Sou um dos primeiros a alcançar a Cornucópia e preciso de apenas um segundo para identificar as duas pilhas. Uma é de apenas suprimentos como sacas de frutas, contêineres de comida, odres, cordas e sacos de dormir. Na outra há apenas armas. Uma distância significativa de quinze metros separa as duas. Não haverá tempo para assaltar ambas e sei disso. Tenho que escolher uma, mas qual? Sentindo que me arrependerei futuramente, mergulho na pilha de suprimentos. Acho uma mochila grande e coloco lá dentro as primeiras coisas que encontro ― latas com comida em conserva, cantis, frutas secas. Mergulho a mão no monte de provisões e fecho os dedos em um objeto de metal que julgo ser o suficiente para nocautear uma pessoa pequena com um único golpe. A bolsa está pesada de mantimentos quando decido fechar o zíper e fugir.

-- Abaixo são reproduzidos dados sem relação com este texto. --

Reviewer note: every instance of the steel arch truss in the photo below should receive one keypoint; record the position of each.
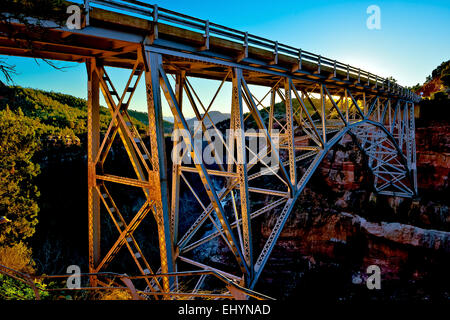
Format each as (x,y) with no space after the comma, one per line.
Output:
(214,232)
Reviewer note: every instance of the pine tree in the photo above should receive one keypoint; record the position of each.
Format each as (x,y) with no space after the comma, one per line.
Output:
(18,193)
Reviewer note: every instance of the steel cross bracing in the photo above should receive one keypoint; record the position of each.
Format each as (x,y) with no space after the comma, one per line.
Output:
(314,118)
(322,101)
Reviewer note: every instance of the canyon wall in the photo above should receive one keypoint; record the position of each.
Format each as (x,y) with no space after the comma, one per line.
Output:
(339,228)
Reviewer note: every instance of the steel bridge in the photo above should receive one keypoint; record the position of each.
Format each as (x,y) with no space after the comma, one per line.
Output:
(323,100)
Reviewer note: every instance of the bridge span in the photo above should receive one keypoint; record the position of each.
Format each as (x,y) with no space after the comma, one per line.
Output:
(323,100)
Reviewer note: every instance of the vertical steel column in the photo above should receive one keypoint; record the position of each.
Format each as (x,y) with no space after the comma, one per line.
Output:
(180,79)
(93,128)
(324,118)
(290,132)
(242,171)
(158,150)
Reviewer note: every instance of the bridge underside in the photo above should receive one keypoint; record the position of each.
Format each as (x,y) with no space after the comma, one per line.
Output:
(213,234)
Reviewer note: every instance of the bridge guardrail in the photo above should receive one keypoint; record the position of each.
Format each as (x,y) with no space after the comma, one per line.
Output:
(157,14)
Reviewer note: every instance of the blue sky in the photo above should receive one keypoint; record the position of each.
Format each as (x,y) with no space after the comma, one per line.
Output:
(413,39)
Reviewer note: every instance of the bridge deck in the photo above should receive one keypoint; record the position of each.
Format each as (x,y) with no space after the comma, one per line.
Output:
(116,37)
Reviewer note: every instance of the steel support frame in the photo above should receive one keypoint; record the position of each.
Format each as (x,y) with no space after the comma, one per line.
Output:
(383,132)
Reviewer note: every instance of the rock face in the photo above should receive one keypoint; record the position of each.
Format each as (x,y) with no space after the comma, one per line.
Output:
(339,228)
(433,155)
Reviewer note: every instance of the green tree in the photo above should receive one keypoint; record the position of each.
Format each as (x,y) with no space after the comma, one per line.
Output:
(18,193)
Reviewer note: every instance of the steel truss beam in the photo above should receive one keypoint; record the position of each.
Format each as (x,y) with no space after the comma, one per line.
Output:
(315,117)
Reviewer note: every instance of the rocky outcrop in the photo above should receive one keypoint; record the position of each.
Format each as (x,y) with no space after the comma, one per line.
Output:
(339,228)
(433,155)
(319,242)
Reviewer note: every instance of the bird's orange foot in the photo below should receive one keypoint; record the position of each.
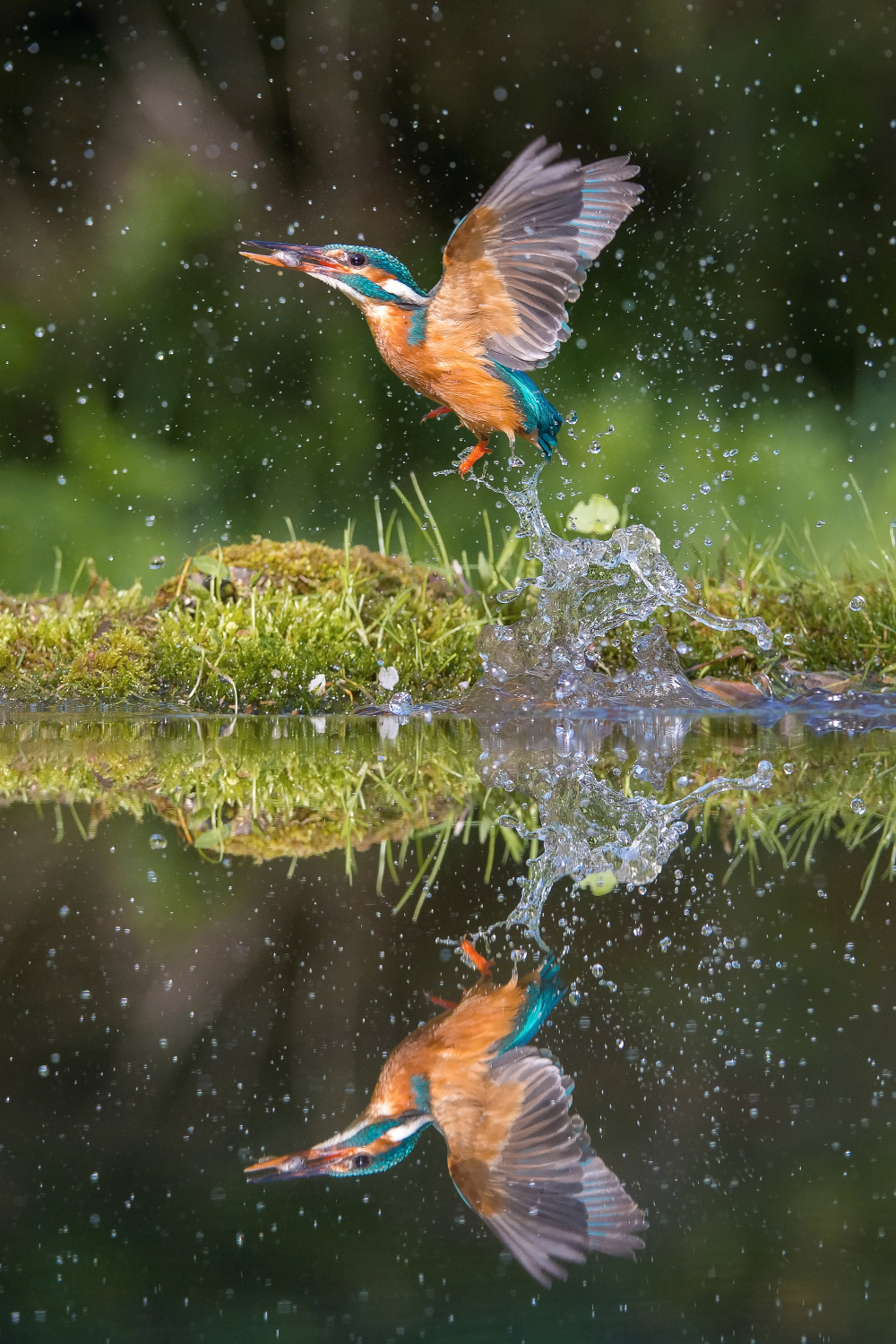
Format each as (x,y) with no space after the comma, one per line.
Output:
(473,456)
(476,960)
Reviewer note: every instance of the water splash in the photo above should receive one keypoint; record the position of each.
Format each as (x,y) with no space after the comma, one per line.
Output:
(587,830)
(587,588)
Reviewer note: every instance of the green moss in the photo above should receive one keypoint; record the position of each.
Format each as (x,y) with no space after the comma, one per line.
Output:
(298,626)
(273,789)
(252,626)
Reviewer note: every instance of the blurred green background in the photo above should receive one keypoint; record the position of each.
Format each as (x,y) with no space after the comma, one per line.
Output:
(156,392)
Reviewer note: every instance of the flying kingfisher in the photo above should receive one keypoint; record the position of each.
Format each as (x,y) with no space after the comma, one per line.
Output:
(516,1155)
(509,269)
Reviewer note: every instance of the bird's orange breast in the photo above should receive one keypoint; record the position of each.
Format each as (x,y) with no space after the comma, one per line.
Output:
(447,366)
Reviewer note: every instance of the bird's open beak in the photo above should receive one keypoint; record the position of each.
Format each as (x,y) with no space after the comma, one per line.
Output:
(312,1163)
(290,257)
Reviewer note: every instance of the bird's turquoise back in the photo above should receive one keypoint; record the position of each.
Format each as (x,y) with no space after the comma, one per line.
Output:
(536,410)
(541,997)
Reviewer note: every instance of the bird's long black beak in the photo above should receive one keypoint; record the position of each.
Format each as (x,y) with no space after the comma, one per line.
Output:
(290,255)
(311,1163)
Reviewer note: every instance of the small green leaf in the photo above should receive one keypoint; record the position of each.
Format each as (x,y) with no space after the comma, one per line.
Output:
(597,518)
(598,883)
(212,566)
(212,839)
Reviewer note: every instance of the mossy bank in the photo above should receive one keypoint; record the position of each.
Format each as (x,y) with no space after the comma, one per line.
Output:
(285,628)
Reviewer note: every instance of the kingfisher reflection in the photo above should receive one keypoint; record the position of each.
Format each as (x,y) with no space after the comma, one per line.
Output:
(516,1153)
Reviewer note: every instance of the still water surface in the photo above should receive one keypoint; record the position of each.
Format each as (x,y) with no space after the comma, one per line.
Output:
(202,965)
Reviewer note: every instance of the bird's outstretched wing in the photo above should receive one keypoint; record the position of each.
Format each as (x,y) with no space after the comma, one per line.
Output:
(520,255)
(541,1188)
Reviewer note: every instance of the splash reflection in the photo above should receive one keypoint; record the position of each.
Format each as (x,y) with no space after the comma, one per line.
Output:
(590,831)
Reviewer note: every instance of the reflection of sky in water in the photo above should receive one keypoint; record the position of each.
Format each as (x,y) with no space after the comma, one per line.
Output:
(188,1011)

Ergo os olhos e vejo que os carreiristas finalmente chegaram à pilha de armas. A garota negra do Distrito 2 segura a sua com ambas as mãos. No começo penso se tratar de uma lança, então percebo que em uma das extremidades há uma lâmina que se assemelha com a cunha de um machado seguida por um esporão na ponta. Lembro-me de ouvir algumas conversas dos carreiristas no refeitório. A garota do 2 chamou sua arma de “alabarda”*. Basta o nome desse instrumento mortífero chegar em minha mente para que a menina vire a cabeça em minha direção. Acho que ela está sorrindo. Afasto a possibilidade de ela possuir algum tipo de telepatia e concluo que está na hora de sair daqui.

Outros tributos estão correndo para o chifre, os pés vacilando ao pensarem em qual pilha chegar. Já há sangue no chão, pessoas feridas, alguns sobreviventes deslizando de mãos vazias para o abrigo da floresta. Somente quando chego à proteção das árvores é que me permito uma última olhadela para a Cornucópia. Viro a cabeça bem a tempo de ver a ruiva do Distrito 4 descer o tridente contra a barriga de alguém.

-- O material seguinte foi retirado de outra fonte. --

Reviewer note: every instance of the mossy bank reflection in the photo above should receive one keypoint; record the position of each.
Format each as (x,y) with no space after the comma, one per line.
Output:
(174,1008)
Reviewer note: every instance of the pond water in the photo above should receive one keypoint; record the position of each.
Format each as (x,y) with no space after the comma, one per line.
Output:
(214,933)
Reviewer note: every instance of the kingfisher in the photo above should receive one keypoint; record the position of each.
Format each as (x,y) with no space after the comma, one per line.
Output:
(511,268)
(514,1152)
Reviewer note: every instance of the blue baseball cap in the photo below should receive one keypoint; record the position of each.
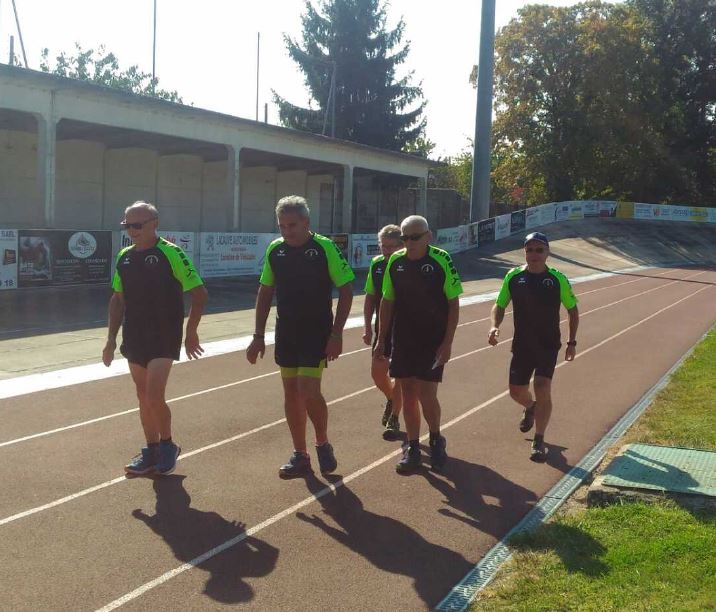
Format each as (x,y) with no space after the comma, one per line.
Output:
(536,236)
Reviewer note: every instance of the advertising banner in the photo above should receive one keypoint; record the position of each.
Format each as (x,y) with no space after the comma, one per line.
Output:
(63,257)
(472,240)
(517,221)
(561,211)
(607,209)
(502,226)
(533,218)
(643,211)
(183,239)
(486,231)
(576,210)
(591,209)
(452,239)
(8,259)
(364,247)
(232,254)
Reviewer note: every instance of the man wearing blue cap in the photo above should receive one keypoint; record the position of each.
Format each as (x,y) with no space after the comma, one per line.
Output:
(536,292)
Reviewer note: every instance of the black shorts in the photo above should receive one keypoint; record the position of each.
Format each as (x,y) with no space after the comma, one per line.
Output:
(538,361)
(300,345)
(142,350)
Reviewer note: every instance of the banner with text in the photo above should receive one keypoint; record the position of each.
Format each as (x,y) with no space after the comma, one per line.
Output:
(63,257)
(8,263)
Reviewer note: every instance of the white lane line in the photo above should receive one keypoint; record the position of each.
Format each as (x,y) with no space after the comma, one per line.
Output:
(108,483)
(240,382)
(138,592)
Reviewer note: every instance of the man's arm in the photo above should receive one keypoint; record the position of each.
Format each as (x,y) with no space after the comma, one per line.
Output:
(571,351)
(199,297)
(496,317)
(334,346)
(115,316)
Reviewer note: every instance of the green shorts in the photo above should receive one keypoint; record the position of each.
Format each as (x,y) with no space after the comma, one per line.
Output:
(304,371)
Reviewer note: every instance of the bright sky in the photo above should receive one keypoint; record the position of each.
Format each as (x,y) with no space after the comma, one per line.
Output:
(206,49)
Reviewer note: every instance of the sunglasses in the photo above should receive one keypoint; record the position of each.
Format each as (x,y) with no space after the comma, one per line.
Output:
(413,237)
(140,225)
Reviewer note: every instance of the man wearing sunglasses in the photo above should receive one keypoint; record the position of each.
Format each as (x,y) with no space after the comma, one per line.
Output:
(150,278)
(420,296)
(536,292)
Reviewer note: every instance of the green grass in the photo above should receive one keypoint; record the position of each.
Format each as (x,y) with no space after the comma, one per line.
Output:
(631,556)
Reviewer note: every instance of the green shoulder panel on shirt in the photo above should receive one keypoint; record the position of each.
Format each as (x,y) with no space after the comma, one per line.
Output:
(338,268)
(388,290)
(267,277)
(369,285)
(504,297)
(566,294)
(182,267)
(116,279)
(452,286)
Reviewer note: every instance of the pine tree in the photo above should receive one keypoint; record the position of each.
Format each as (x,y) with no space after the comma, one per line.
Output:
(371,106)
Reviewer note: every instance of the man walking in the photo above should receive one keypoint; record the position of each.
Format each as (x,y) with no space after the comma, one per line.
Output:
(302,268)
(536,292)
(389,242)
(420,308)
(150,277)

Corro o mais rápido que o peso nas costas permite até julgar ter coberto uma distância razoável do banho de sangue. Então começo a caminhar em um ritmo acelerado no sentido diagonal, seguindo para o sul, em direção ao vulcão fumegante. Se os tributos agirem de modo previsível, ninguém irá se aventurar nessa parte da floresta, tão perto da montanha gigantesca que cospe fogo. Estarei segura lá ― ao menos até que os Idealizadores dos Jogos decidam dar uma esquentada nas coisas. Mas quando isso acontecer, eu posso fugir para uma zona segura.

As folhas mortas sob meus pés ocultam minhas passadas e tomo um cuidado extra para não deixar vestígios que mostrem para onde estou indo. Sei me deslocar com facilidade em um ambiente assim, mas não de maneira sutil. O problema é que, mesmo com tantos anos trabalhando na floresta, nunca me preocupei com pegadas ou rastros, uma vez que minha obrigação era apenas cortar árvores.

Procuro memorizar cada centímetro da arena, atenta a qualquer perigo. Noto a variedade de espécies vegetais, contente por saber nomear a maior parte ― carvalhos, bétulas, uma imensidão de azinheiras e faias de todos os tipos. Também há grandes conjuntos de pedras e rochas cujas quais prefiro contornar em segurança a aventurar-me subindo e correr o risco de torcer o tornozelo. Se prestar bastante atenção, posso identificar alguns dos animais que há aqui. Ouço o zumbido de insetos trabalhando. Vejo o borrão cinzento que uma ave qualquer se tornou ao cruzar a copa das árvores. Percebo até mesmo as asas coloridas de borboletas rodeando um arbusto espinhoso.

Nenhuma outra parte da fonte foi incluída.